なぜか日本人が知らなかった新しい株の本(山口 揚平著)で書かれていたことですが、個人投資家は5つのステップがあるらしいです。
同著は個別株投資初心者向けに書かれているものですので、ステップといっても個別株投資でのみ当てはまることでしょうが面白い話ではあります。

周囲の声に押されてとりあえず株を始める入門者
まあ、そのままですね。

口座を開いたら第2段階に入ります
同著によれば、この段階の投資初心者が好む銘柄として国際優良株が多い傾向にあるとしています。

第3段階は、書籍や雑誌を読み、その推奨銘柄を好んで読む段階です。
同著よれば、この段階では「株主優待」や「配当」といったものに好んだり、自分ならではの将来予測に基づいて投資を行う人が多いとしています。

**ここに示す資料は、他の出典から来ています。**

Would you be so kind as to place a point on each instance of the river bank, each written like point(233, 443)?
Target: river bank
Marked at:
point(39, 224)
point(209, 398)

第4段階は、一般的な株式投資の指標を重視して株を買う段階です。
同著によれば、この段階では「PER」や「PBR」などを重視し、そこそこの知識が身に付いてはいるけども、指標の持つ本質的な意味にあまり気が付いていないのが特徴だそうです。

最後の第5段階は、会社の本質価値に基づいて投資をする段階です。
同著によれば、この段階に入ると、会社の価値についてある程度の確信があるので、もはや日々の株価に動じなくなるそうです。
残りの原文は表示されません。